Decimale getallen en breuken

Inhoudsopgave:

Decimale getallen en breuken
Decimale getallen en breuken
Anonim

Een decimaal getal is elk reëel getal dat bestaat uit een geheel getal en een decimaal deel, gescheiden door een komma.

Met andere woorden, een decimaal getal is een reëel getal dat we herkennen aan een komma en dat kan worden verdeeld tussen een geheel getal en een decimaal deel.

Fractie

Een breuk wordt uitgedrukt in de vorm:

Zowel de teller als de noemer kunnen getallen of functies zijn. Als het functies waren die afhankelijk zijn van dezelfde variabele, zouden we deze als volgt kunnen schrijven:

Decimaal getal

Een decimaal getal wordt uitgedrukt in de vorm:

Waar en is een geheel getal en al het volgende letters d decimaal betekenen. Daarom zullen we in een decimaal getal altijd een geheel getal vinden. Het gehele deel is het getal vóór de komma. Het decimale deel is het deel na de komma.

Schema van de structuur van een decimaal getal

De decimaal deel krijgt ook de naam van fractioneel deel. Dus, wetende dat het deze naam krijgt, kunnen we al denken dat decimale getallen en breuken dingen delen.

Decimale getallen en breuken

Wat hebben decimale getallen en breuken gemeen?

Decimale getallen en breuken hebben zoveel gemeen dat ze hetzelfde wiskundige concept worden, maar met een andere uitdrukking. Met andere woorden, decimale getallen en breuken zijn hetzelfde, maar anders geschreven:

Laten we het bewijzen

Stel dat we het getal 4,5 als een breuk willen schrijven.

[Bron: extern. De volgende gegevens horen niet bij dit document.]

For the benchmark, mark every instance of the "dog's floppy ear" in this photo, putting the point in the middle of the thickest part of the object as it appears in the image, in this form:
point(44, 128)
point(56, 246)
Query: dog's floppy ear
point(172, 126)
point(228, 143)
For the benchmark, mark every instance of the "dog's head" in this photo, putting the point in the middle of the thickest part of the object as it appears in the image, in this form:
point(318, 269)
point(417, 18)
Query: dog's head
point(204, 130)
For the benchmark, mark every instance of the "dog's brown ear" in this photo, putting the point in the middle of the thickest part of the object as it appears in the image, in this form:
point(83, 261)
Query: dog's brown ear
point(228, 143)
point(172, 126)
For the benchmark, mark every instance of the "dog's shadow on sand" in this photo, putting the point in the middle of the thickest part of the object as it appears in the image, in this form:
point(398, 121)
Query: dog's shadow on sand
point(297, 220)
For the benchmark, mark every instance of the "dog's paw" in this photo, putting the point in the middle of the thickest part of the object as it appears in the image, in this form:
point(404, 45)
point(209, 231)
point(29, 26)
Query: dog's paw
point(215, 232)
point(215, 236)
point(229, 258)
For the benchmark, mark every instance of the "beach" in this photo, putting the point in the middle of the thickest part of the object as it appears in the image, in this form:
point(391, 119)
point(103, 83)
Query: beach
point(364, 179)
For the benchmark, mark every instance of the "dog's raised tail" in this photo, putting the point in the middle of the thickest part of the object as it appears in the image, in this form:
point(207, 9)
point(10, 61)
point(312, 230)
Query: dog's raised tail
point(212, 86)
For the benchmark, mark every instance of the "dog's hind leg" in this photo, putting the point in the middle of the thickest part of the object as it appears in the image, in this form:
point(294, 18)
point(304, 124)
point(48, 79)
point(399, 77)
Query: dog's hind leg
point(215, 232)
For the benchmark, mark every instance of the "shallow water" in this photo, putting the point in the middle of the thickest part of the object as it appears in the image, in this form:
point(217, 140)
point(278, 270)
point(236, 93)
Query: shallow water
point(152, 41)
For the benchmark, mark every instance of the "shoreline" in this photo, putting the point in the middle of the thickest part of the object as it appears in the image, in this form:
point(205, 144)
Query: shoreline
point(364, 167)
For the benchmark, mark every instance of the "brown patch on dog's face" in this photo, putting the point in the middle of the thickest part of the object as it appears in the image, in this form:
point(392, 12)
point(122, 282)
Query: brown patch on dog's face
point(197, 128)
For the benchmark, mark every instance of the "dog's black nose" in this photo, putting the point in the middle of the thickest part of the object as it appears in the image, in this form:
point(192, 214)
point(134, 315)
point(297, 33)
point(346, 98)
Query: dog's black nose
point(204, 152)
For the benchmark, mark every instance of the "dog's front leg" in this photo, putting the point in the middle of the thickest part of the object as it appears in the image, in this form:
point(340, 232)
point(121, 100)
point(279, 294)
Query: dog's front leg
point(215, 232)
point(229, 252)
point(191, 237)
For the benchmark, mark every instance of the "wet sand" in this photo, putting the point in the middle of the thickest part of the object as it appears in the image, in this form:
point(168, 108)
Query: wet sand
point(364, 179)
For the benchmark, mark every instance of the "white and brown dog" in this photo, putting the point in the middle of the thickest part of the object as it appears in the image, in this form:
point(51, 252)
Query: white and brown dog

Eerst moeten we denken aan twee getallen die verdeeld zijn in 4,5. Deze combinatie van getallen kan elk willekeurig getal zijn. Bijvoorbeeld 9 en 2

Elke equivalente functie resulteert in 4.5.

We krijgen 4,5 door 9 te delen door 2, zodat:

We zien dus dat we hetzelfde numerieke element op twee verschillende manieren kunnen uitdrukken: in functievorm en in decimale getalvorm.

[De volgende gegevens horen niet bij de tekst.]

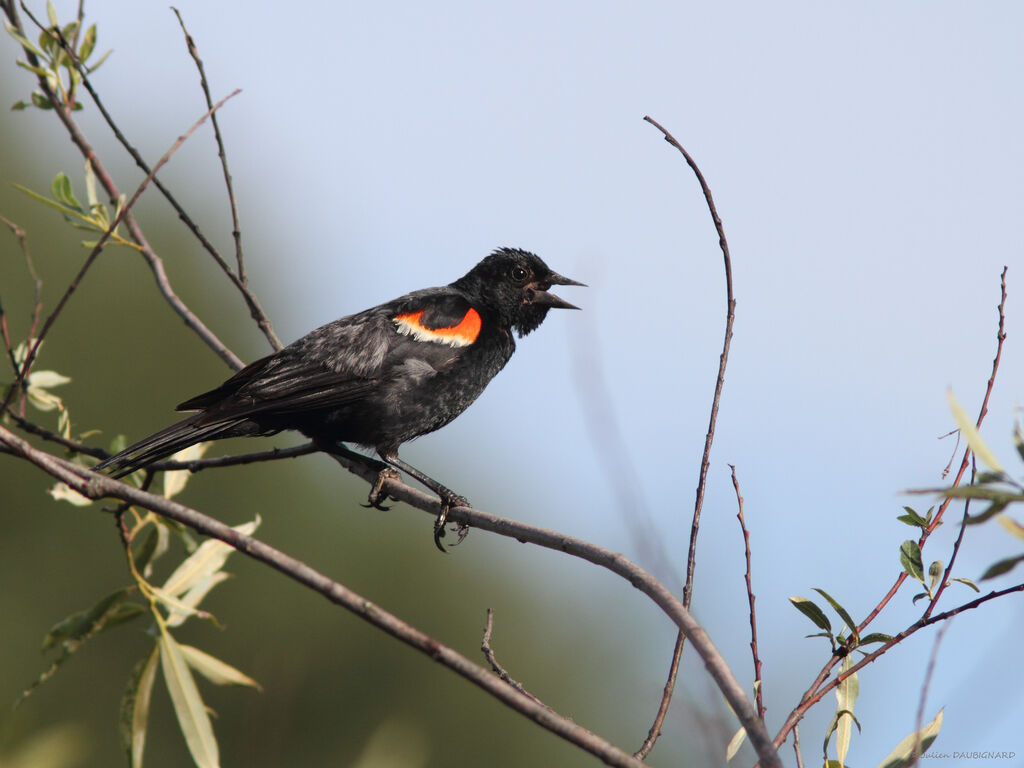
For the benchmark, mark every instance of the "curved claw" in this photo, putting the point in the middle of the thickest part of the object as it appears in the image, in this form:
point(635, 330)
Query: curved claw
point(446, 503)
point(377, 495)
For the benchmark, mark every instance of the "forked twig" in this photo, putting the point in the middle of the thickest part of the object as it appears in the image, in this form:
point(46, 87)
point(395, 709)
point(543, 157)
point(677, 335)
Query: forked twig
point(709, 439)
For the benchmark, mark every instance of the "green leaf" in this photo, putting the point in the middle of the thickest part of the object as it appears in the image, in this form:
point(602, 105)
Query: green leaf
point(993, 509)
point(812, 611)
point(135, 708)
point(1012, 526)
point(839, 609)
point(188, 707)
point(1003, 566)
point(734, 743)
point(41, 101)
point(970, 432)
point(23, 40)
point(902, 756)
point(846, 695)
point(217, 672)
point(912, 518)
point(78, 626)
point(876, 637)
point(909, 558)
point(935, 573)
point(88, 43)
point(99, 62)
point(969, 583)
point(62, 193)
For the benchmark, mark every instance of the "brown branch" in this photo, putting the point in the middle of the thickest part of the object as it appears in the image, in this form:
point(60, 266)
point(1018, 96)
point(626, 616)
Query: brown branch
point(810, 699)
point(97, 249)
point(677, 652)
point(488, 653)
point(94, 485)
point(923, 701)
point(758, 682)
point(814, 692)
point(1000, 336)
point(616, 563)
point(155, 262)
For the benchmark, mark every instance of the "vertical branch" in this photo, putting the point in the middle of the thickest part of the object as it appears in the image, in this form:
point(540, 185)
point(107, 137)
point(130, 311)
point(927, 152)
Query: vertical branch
point(758, 698)
point(710, 437)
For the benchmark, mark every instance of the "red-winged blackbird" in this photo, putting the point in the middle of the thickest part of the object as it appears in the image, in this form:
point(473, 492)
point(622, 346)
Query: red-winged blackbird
point(378, 378)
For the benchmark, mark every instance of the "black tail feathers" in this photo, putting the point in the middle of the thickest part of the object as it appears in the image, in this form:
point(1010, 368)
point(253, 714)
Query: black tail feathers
point(161, 444)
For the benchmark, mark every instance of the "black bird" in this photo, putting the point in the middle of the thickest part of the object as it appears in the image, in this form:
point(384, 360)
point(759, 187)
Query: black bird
point(379, 378)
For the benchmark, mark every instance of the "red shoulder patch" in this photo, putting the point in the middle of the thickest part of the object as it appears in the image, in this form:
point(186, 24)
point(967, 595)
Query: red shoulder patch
point(461, 334)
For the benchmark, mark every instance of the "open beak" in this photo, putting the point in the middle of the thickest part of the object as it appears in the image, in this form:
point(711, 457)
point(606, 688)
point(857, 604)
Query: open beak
point(541, 296)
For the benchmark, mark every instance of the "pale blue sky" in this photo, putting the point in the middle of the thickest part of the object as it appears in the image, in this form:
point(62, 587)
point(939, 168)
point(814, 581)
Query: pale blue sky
point(866, 160)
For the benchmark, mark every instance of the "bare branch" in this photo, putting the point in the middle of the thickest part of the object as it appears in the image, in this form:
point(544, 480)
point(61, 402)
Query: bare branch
point(488, 653)
point(155, 262)
point(95, 485)
point(709, 439)
point(97, 249)
point(758, 682)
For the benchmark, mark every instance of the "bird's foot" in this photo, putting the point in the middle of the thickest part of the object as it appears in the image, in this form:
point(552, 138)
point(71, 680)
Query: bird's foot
point(377, 494)
point(450, 500)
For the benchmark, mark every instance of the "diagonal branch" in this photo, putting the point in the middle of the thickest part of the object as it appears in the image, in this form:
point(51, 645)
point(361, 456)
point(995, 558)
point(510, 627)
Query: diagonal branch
point(96, 486)
point(730, 317)
point(155, 262)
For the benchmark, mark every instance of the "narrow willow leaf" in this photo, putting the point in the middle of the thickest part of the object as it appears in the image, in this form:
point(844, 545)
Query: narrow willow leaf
point(969, 583)
point(734, 743)
point(909, 558)
point(23, 40)
point(135, 708)
point(208, 558)
point(217, 672)
point(812, 611)
point(846, 695)
point(188, 707)
point(88, 43)
point(1012, 526)
point(77, 626)
point(194, 597)
point(970, 432)
point(839, 609)
point(902, 756)
point(935, 573)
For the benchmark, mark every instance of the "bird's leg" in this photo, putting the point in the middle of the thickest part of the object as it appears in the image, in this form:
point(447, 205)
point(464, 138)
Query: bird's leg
point(449, 498)
point(384, 472)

Decimalen en breuken Voorbeeld

Druk de volgende decimale getallen uit als een breuk:

Gezien de eigenschappen van de breuken, zouden deze drie voorbeelden kunnen worden uitgedrukt met andere equivalente breuken. 3.5 kan bijvoorbeeld de verdeling zijn van 14/4, 28/8 of 112/32. Equivalente breuken zijn breuken die worden verkregen door de teller en noemer met hetzelfde getal te vermenigvuldigen.

De oplossing van het eerste voorbeeld is de breuk van 7/2 omdat het de onherleidbare breuk is. Met andere woorden, het is een breuk die niet verder equivalent kan worden verkleind om te resulteren in een geheel getal voor het deeltal en de deler.